4ème de couverture :

      "Linnea a quinze ans, plein de complexes et pas mal de questions qui lui trottent dans la tête. La seule qui la comprenait, c’était Pia, son amie pour la vie… enfin, pour cent vingt jours, “sans compter les week-ends”, Linnea a fait le calcul une fois. Depuis que Pia est morte.
Avec Pia, elle pouvait parler de tout : de l’amour, de la mode, du beau Markus dont toutes les filles rêvent, de son père qu’elle voit deux fois par an, de sa mère qui s'engueule avec son nouveau jules, et même de Dieu. Seulement voilà, Pia n’est plus là. Alors pour ne pas se laisser aller à la tristesse ou à la colère, Linnea se souvient.
C'est avec une verve aussi tendre qu'hilarante que Katarina Mazetti incarne une adolescente bravache, curieuse et paumée, qui parle aux murs pour ne  se confier à personne. Formidable roman sur l'amitié et les tourments adolescents, Entre Dieu et moi, c'est fini est suivi de deux autres volumes consacrés à Linnea, bientôt disponibles en collection Babel." (note : ils sont déjà disponibles)

 

Mon Avis : ♥         / spoils \

Cette chronique va être relativement  succincte car je ne sais pas trop quoi penser de ce roman à destination des ados. Je ne peux pas dire que je n'ai pas aimé car il y a de bons éléments, mais je ne peux pas non plus dire que j'ai particulièrement accroché. Pour commencer, il y a eu cette sorte de "faux départ" : il m'a fallu quasiment 1/3 du livre pour entrer dans l'histoire et tenter d'apprivoiser Linnea. Dommage quand on compte le nombre de pages que contient Entre Dieu et moi, c'est fini (136)...
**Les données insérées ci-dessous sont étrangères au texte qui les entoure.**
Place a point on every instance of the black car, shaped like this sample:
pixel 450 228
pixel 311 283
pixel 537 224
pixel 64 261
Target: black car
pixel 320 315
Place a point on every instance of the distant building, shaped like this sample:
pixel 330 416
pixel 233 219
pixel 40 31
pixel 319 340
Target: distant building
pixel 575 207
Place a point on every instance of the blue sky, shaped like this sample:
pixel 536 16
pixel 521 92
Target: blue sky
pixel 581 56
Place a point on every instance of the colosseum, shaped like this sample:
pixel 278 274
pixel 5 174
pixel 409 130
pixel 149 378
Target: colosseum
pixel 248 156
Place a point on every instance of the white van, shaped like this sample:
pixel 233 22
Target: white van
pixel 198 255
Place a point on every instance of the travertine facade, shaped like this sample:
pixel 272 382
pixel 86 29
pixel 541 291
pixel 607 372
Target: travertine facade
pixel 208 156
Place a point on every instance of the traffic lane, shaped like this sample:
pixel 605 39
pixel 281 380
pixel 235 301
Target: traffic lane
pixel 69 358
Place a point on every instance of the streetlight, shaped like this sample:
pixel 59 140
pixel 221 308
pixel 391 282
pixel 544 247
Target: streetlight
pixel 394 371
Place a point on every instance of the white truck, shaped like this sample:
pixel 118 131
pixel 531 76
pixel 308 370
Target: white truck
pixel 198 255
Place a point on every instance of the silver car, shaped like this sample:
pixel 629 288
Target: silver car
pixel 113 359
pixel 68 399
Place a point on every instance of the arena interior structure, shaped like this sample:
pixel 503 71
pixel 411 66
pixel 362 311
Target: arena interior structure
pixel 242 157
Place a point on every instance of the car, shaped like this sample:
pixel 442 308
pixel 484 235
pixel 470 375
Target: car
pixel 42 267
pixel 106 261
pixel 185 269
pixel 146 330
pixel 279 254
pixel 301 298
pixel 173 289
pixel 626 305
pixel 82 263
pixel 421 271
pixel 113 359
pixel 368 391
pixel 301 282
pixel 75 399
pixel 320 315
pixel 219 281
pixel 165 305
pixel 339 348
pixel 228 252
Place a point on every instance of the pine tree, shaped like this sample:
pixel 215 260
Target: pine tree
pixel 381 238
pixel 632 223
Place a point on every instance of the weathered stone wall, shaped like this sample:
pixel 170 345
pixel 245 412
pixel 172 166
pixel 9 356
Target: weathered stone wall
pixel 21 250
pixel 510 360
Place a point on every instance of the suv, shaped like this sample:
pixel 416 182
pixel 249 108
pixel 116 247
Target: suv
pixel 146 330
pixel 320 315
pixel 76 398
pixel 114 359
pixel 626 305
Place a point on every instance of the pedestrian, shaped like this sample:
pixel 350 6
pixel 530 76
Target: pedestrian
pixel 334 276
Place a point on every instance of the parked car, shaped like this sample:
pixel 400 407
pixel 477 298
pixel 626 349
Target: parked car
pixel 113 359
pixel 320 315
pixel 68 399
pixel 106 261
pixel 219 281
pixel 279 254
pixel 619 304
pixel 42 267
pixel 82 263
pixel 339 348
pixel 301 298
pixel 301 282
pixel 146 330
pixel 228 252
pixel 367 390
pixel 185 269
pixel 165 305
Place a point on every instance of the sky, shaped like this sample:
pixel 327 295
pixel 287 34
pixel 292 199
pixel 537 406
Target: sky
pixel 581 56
Jusqu'à la fin, j'ai eu très envie d'être touché par les personnages de Linnea et de Pia. Malheureusement, je me suis sentie juqu'au bout loin de leur univers. Elles sont dans leurs délires de copines et je n'ai pas réussi à m'y intégrer (j'ai quitté le lycée il y a 5 ans et c'est peut-être plus loin que je ne le pensais!).
Pia est un personnage complexe. On sent qu'elle déraille un peu, mais il est difficile d'y voir un symptôme de dépression, cela peut aussi être interprêté comme un simple jeu entre elle et Linnea. En tout cas, je n'ai pas trouvé la différence transcendante. De plus, il manque pour moi quelque chose d'essentiel à ce roman : une explication. L'auteur a pris le parti de laisser la narration à Linnea, du coup nous ne savons que ce que la jeune fille sait ou veut bien nous dire. J'aurais aimé connaître les raisons de la dépression de Pia, qui la pousse quand même jusqu'au suicide.

Pour conclure avec le style d'écriture, je l'ai trouvé agréable - quoique diffus (ce n'est pas parce que Linnea est une ado qu'elle doit posséder des pensées désordonnées!) - mais il ne se différencie pas forcément d'un autre.

J'aurais vraiment aimé vivre une belle rencontre avec Linnea... C'est ce qu'on appelle un rendez-vous manqué.